La sélection est ainsi au cœur du projet scolaire de Vichy. La hiérarchie sociale ne peut être remise en cause. Chacun doit rester à sa place dans un monde où tout rapport conflictuel se veut apaisé. La hiérarchie est fraternelle : le peuple est un serviteur magnifique qui attend tout de son supérieur tandis que l’aristocrate est un supérieur éclatant qui peut tout donner. « Ils sont l’un au-dessus de l’autre mais s’emboîtent dans une égale quiétude, pour le bien de chacun ». Dans ce monde parfait, l’égalité voilà l’ennemi. Elle ne peut être qu’une perversion des rapports entre les individus fondée sur l’égoïsme et l’envie. Elle crée une spirale infernale où le pauvre envie le riche, l’employé son employeur, le malade le bien portant. Toute une histoire peut être ainsi revisitée. La Révolution française n’a-t-elle pas mis fin à un ordre harmonieux où le seigneur protégeait le paysan ? Dans cette conception des choses, la sélection est salutaire. René Benjamin, un des inspirateurs de la politique scolaire de Vichy, revient souvent sur le thème d’une franche sélection à l’école. Pour lui, elle répond autant aux nécessités de l’ordre naturel des choses qu’à l’intérêt de ceux auxquels elle s’adresse. « Tout ce qui ne se réclame pas de cette séparation des meilleurs et des moins bons ressort d’une volonté malhonnête et démagogique de mettre les enfants là où ils ne devraient pas être.

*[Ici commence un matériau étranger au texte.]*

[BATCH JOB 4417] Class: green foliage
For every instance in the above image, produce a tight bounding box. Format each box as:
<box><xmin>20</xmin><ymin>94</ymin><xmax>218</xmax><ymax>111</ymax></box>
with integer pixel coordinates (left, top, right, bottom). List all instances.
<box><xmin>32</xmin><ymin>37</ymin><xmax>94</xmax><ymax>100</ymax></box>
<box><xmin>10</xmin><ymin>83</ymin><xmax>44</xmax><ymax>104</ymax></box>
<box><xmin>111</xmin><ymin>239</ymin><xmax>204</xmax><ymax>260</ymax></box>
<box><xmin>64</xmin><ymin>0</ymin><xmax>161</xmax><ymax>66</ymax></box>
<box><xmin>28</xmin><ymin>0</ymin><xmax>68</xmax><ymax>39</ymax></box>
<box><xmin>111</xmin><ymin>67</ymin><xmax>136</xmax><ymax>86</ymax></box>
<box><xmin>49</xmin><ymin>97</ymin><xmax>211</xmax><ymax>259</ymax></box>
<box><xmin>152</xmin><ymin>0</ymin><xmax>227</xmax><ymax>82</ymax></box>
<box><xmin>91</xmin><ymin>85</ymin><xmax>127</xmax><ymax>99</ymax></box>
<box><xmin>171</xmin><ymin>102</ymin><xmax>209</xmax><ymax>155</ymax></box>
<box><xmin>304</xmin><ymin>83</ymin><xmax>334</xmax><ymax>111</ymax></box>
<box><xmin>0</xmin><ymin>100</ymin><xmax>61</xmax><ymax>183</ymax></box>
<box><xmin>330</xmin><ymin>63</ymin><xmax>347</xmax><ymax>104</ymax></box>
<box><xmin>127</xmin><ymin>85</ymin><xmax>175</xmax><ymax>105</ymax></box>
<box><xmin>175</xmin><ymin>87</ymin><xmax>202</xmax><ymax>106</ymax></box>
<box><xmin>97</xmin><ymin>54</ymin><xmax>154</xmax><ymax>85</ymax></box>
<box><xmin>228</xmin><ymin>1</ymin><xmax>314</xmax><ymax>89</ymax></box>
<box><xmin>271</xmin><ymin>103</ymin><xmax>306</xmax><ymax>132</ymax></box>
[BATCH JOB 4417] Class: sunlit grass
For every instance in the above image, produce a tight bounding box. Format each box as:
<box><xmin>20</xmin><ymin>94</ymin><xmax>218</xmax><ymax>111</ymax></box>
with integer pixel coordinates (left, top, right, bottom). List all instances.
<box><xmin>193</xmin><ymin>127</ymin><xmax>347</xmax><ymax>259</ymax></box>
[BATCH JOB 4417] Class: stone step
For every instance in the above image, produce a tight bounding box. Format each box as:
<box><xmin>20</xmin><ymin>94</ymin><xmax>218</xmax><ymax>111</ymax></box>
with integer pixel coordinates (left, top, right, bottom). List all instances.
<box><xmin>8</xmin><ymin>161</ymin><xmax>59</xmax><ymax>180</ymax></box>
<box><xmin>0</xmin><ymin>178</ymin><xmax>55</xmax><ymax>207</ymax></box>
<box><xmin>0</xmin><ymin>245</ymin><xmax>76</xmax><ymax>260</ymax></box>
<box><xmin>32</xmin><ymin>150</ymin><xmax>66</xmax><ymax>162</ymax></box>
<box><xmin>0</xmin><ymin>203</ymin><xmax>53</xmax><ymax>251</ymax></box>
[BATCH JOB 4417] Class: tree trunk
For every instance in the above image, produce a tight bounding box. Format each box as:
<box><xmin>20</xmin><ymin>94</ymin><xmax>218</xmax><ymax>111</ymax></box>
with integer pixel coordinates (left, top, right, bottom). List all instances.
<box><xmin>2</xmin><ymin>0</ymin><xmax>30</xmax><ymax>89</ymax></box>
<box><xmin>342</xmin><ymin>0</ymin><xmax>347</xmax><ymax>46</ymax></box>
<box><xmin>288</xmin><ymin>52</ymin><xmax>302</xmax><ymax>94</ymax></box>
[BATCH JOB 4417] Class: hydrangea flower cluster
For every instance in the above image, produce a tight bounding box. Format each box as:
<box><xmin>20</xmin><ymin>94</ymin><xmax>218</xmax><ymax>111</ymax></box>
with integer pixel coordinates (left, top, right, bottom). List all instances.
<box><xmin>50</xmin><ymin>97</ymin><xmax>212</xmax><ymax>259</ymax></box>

Il y a les bons, il y a les mauvais : l’école doit enfin tenir compte de ces vérités simples et premières ».
Au bout du triptyque éducatif de la Révolution nationale, il y a bien la séparation des deux ordres scolaires. Pour le peuple : l’école primaire et l’outil du métier. Pour l’élite : l’école secondaire et la plume de la connaissance. La démonstration de Jean-Michel Barreau est brillante, toujours nourrie de références et éclaire d’une lumière neuve la politique scolaire de Vichy qu’il aborde en fin d’ouvrage et en quelques pages. La redéfinition des institutions et des programmes nous est parfaitement connue et l’auteur a raison de ne faire là qu’un rappel. La fermeture des écoles normales et leur remplacement par les Instituts de formation professionnelle pour les maîtres, la restauration du travail manuel et de l’enseignement professionnel, la place nouvelle accordée à l’enseignement agricole et au terroir (géographie locale, histoire locale, folklore local, dialecte local), la suppression de la gratuité du secondaire et l’instauration des bourses pour les meilleurs, traduisent concrètement et politiquement cette idéologie scolaire de Vichy. On comprend mieux à la lecture de cet ouvrage toute l’importance qu’a revêtu pour la Révolution nationale ce combat contre l’école républicaine. Il est dommage toutefois que l’auteur n’ait pas relevé au passage les origines républicaines de cette politique scolaire qui voulait rompre avec l’idéal républicain. Cela aurait ajouté une note de complexité à une démonstration qui peut par moment prendre la forme d’un réquisitoire. Et le réquisitoire s’éloigne de l’histoire.